An AsteRx4 receiver was used in this setup which includes the AIM+ system. As well as mitigating the effects of interference, AIM+ includes a spectrum plot to view the RF input from the antenna in both time and frequency domains. At the installation stage, being able to view the RF spectrum is an invaluable tool for both identifying the source of interference and determining the effectiveness of measures such as modifying the setup or adding shielding. For the quadcopter installation in this example, the loss of RTK was readily diagnosed and solved by placing the camera in a shielded case while the quadcopter was still in the workshop.

External sources of interference

GNSS receivers on-board UAVs can be particularly vulnerable to external sources of interference, be they intentional or not. In the sky, the signals from jammers can propagate over far longer distances than they would be able to on land.

In the case of UAV inspections of wind turbines for example, many countries encourage windmills to be built next to roads, a situation that increases the chance of interference from in-car chirp jammers. These devices though illegal are cheap and can be readily acquired on the internet. Using a chirp jammer, a truck driver can, for example, drive around undetected by the GPS trackers on the truck and car thieves can disable GPS anti-theft devices on stolen vehicles.

External interference: the effect of a chirp jammer on a UAV flight

Although transmitting with a power of around only 10 mW, chirp jammers are powerful enough to knock out GNSS signals in a radius of several hundred metres on land. In the air, the UAV is much more vulnerable as the jamming signals have a far greater reach, unhindered as they are by trees, buildings or other obstacles.

Figure 2 shows how a 10mW chirp jammer can knock out RTK positioning over more than 1 km in a high-end receiver. Even a low-end consumer-grade L1 receiver, being less accurate and thus less sensitive, loses standalone positioning over several hundred metres.

 With AIM+ activated, the AsteRx4 is able to maintain an RTK fix throughout the simulated flight as well as showing no degradation to its position variance. The full details on these simulations can be found in a recent white paper.

Solving interference on UAV systems

A comprehensive approach puts interference considerations at the forefront of receiver design and incorporates it into every stage of signal processing. In the case of the AsteRx4 and AsteRx-m2, the antenna signal is immediately digitised after analogue filtering and automatically cleansed of interference using multiple adaptive filtering stages.

As each interfering signal has its own individual footprint, being able to visualise the RF signal in both time and frequency domains allows drone users to identify sources of self-jamming and adapt their designs accordingly before the drone gets in the air.

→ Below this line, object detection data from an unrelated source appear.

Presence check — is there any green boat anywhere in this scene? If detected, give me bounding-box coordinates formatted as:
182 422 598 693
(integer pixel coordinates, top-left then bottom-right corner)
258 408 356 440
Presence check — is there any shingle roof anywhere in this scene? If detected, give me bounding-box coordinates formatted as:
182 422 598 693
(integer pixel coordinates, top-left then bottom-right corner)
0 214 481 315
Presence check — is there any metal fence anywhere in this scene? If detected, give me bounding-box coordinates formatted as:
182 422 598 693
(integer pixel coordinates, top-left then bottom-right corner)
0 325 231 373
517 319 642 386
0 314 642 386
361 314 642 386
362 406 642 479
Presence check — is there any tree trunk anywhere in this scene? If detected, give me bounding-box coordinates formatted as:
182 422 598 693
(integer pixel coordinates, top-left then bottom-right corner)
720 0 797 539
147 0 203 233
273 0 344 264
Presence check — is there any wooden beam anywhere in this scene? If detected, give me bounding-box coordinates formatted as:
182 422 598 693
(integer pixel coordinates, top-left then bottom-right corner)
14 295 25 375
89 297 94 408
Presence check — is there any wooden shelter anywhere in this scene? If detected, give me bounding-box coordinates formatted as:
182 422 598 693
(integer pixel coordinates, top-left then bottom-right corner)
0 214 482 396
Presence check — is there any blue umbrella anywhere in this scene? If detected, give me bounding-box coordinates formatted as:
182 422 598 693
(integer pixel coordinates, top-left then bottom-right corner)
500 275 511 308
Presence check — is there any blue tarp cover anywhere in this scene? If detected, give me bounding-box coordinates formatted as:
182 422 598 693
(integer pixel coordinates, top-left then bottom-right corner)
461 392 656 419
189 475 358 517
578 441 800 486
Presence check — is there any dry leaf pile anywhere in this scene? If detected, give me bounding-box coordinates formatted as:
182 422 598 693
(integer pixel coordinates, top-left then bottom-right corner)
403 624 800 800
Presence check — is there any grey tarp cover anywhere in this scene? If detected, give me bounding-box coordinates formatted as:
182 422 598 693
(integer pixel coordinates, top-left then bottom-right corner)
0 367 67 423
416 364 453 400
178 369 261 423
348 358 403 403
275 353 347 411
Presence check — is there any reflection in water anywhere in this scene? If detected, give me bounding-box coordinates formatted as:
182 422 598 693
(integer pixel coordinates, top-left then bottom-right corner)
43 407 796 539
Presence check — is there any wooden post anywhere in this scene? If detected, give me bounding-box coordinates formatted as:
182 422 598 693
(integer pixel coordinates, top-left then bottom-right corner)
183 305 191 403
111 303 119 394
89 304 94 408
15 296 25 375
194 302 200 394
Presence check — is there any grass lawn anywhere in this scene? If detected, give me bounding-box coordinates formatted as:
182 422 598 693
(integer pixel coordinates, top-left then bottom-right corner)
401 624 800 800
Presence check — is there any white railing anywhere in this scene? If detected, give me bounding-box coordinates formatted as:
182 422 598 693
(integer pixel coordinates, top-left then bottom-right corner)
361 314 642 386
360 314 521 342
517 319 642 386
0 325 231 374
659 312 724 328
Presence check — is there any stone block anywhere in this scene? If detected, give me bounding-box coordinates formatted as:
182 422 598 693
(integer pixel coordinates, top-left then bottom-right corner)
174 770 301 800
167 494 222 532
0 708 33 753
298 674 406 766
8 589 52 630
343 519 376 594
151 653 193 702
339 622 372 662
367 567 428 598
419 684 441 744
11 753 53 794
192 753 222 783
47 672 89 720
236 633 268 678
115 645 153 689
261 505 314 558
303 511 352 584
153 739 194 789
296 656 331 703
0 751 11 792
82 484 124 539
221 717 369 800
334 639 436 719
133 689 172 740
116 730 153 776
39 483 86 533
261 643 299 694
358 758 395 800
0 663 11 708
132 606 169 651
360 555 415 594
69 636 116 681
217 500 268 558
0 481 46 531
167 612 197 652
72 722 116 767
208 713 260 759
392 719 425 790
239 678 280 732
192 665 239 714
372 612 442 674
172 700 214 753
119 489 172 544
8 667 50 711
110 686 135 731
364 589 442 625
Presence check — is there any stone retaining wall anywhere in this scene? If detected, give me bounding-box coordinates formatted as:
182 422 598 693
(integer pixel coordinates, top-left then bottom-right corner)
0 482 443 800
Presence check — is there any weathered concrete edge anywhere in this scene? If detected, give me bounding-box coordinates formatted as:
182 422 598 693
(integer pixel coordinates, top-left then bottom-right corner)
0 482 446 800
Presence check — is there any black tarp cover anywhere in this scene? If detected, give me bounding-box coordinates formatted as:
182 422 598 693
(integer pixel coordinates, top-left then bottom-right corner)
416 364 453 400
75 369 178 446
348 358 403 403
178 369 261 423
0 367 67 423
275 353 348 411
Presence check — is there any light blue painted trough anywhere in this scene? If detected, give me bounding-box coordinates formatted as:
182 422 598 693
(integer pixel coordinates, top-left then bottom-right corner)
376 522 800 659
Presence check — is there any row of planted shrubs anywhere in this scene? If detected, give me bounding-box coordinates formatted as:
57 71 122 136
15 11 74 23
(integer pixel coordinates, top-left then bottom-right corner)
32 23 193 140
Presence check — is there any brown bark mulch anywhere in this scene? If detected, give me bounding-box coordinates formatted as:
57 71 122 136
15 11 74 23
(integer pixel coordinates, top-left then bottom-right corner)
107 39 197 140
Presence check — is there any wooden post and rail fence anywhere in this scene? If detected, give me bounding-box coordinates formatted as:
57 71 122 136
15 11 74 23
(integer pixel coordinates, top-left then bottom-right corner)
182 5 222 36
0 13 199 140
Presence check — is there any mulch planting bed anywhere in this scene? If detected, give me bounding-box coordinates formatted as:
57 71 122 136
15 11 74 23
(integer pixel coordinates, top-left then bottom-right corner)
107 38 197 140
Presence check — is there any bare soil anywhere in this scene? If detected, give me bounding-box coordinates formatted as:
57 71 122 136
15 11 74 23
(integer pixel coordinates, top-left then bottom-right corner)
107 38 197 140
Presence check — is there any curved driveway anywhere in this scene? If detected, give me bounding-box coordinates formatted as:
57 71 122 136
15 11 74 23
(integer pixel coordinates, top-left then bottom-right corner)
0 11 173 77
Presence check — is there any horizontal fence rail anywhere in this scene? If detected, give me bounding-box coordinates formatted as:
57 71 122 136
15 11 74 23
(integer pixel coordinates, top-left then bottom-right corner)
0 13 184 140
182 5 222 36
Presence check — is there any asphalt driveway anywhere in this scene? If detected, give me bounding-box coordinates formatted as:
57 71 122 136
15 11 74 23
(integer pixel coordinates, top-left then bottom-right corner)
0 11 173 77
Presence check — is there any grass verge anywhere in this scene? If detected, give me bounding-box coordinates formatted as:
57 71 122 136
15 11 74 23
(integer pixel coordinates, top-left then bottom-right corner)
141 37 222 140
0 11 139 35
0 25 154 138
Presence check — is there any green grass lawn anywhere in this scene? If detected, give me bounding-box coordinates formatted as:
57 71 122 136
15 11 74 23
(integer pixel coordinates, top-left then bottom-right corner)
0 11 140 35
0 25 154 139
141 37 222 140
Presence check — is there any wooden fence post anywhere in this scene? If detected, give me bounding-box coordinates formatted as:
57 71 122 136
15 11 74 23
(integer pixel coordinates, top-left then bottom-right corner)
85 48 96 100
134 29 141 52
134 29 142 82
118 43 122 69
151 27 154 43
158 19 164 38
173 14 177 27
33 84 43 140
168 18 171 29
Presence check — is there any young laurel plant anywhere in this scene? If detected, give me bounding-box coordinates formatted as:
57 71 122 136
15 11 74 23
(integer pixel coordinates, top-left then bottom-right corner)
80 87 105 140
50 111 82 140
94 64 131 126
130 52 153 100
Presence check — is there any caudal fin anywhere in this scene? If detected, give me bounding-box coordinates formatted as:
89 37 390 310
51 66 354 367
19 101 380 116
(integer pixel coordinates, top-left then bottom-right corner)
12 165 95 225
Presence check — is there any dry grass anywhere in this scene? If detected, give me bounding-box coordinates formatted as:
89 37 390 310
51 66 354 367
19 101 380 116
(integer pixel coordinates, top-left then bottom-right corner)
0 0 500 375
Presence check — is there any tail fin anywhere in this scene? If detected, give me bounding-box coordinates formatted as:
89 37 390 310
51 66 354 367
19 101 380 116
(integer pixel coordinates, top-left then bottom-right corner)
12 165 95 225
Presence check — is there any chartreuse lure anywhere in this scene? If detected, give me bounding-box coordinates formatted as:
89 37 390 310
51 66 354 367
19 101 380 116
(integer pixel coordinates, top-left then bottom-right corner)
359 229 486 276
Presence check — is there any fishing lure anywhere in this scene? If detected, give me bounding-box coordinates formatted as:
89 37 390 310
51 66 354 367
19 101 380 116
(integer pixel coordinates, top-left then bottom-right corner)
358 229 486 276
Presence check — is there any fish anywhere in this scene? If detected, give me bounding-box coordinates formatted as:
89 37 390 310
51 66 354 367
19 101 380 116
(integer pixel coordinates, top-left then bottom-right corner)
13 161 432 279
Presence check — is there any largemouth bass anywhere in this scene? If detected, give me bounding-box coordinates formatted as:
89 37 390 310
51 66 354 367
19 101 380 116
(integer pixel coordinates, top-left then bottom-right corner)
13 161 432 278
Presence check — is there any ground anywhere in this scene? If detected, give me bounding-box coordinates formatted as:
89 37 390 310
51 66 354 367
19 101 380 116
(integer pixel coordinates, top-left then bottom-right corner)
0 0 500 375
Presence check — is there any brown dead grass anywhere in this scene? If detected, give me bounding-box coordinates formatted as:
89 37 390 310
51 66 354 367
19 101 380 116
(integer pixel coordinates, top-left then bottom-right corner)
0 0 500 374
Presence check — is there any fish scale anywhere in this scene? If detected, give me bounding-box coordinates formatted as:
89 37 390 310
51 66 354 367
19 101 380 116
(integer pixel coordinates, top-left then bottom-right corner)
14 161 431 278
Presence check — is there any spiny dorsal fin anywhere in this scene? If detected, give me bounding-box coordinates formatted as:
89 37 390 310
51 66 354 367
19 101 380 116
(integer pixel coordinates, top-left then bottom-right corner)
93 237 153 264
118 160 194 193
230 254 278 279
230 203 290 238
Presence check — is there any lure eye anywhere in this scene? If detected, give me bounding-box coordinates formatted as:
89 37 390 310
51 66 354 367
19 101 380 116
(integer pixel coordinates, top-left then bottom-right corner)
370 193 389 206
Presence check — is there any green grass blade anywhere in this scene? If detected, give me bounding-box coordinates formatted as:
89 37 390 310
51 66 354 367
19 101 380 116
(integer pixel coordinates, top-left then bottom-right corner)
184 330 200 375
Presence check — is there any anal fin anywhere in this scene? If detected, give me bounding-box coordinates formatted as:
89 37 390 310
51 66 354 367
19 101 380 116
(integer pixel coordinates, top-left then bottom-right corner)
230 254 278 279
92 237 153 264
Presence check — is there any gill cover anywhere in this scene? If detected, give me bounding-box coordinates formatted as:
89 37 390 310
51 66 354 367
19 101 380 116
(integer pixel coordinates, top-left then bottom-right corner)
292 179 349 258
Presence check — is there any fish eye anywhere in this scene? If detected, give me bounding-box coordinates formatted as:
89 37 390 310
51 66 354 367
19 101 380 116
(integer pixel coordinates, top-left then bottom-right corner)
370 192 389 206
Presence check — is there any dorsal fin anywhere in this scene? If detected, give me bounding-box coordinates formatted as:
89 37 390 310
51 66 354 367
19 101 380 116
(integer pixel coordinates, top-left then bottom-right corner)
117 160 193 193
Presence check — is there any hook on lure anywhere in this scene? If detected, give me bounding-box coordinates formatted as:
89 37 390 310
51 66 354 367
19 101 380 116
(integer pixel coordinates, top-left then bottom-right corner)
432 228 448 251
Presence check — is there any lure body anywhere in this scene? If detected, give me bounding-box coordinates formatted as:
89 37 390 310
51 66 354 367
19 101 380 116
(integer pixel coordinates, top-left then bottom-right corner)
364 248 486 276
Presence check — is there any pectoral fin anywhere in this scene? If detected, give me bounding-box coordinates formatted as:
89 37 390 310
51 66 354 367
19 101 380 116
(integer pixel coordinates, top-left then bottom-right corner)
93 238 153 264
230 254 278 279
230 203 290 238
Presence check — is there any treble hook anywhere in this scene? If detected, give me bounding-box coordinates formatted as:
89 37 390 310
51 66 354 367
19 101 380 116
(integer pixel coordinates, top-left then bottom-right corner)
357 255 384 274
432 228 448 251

When it is in the air, AIM+ is able to mitigate jamming from external sources: a set of configurable notch filters are complemented by an adaptive wideband filter capable of rejecting more complex types of interference such as that from chirp jammers, frequency-hopping signals from DME/TACAN devices as well as high-powered Inmarsat transmitters.

chirp_jammer_interference

Figure 2: RTK position availability for the AsteRx4 with AIM+ activated and a comparable high-end receiver. The low-end receiver tracks L1 only and outputs less-precise standalone positions. A 10mW chirp jammer is located on the ground at position (0,0) as shown.